Option #2 makes the most sense, that aQ was behind it and carried it out, but we'll never really know as much as the government about the situation.
 
Opinion 2, the government tried to hide its incompetency after this incident but failed. The government is not involved in it, neither did Israeli attack (however, Israeli Mossad might find some traces of attack plan and kept it from CIA).
And, trying to manipulate the event afterwards for two invasions, which are not going on well, but not complete failure either.
 
The plane would be moving so fast it could easily cover 1000 feet (give or take a factor of 2) between two frames on the television. Something that is only there for a frame or two is easy to miss, because that's just a fraction of a second.

Anyhoo, never attribute to malice what can be explained by stupidity (as others have noted). The Bush administration is amazingly incompetent (Iraq, handling the economy, and many other examples besides 9/11 exist). They can look good and handle the media fairly well, but that's just form over substance. Conspiracies don't make sense given their supreme level of arrogance and lack of ability to ascertain the reality of the situations they find themselves in.

-Drachasor

Not only that, you're not going to find a lot of debris outside the Pentagon. The flying surfaces, for instance, completely disintigrated upon flying into a reinforced concrete structure at over 500 mph. It's not like a cartoon where you're going to have a perfect outline of the plane punched into the wall.
 
Not only that, you're not going to find a lot of debris outside the Pentagon. The flying surfaces, for instance, completely disintigrated upon flying into a reinforced concrete structure at over 500 mph. It's not like a cartoon where you're going to have a perfect outline of the plane punched into the wall.

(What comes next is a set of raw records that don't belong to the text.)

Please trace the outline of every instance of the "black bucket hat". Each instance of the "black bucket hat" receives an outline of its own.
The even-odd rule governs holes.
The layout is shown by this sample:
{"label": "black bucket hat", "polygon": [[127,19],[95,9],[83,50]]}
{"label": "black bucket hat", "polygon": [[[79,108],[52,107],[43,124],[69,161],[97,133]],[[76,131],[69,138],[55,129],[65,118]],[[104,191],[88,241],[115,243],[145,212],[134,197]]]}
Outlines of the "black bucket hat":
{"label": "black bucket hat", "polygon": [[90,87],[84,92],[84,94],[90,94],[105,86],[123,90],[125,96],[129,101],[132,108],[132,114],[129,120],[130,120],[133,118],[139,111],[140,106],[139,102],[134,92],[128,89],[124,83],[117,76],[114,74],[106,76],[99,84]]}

Were you watching the history channel earlier?
 
Zionazis manipulated the government into launching an attack on it's own people in order to help justify and attack on Iran, but Bush accidentally attacked Iraq. The Zionist owned media, government, universities, and fast food chains in turn covered up the conspiracy so that only a small, select group of young, rich, unpopular teens could crack the conspiracy from their parents basement, without incurring the wrath of the Zionists, who were too busy trying to take over whoever they haven't already.
 
Were you watching the history channel earlier?

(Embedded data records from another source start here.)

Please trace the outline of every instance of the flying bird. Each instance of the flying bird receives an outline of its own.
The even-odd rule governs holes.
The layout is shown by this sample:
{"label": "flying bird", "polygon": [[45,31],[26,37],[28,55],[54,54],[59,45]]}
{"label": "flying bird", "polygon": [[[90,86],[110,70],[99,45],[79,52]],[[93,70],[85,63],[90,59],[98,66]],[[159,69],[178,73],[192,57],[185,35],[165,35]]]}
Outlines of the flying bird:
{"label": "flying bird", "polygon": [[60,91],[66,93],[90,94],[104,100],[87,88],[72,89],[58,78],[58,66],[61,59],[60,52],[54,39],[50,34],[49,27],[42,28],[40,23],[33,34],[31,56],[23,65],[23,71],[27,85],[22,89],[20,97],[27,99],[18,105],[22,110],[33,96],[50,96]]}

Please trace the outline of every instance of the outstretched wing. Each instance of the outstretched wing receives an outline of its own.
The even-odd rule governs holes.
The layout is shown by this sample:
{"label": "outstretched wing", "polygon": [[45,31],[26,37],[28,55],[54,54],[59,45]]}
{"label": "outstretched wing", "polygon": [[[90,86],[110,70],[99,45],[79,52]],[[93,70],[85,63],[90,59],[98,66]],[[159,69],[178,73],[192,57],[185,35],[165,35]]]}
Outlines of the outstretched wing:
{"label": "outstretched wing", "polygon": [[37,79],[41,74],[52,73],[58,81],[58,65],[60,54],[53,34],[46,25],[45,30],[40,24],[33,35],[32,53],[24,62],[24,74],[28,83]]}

No, I've never seen that program. I don't get the history channel. I do know what program you're alluding to, though.
 
2. Once the attacks took place however, someone suggested they use them to further their aggressive foreign policy.

futher it? the bush administration was quite isolationist before the attacks...

oh, and of course option 2 is the only sane option not number one... does anyone really think every little detail was made public?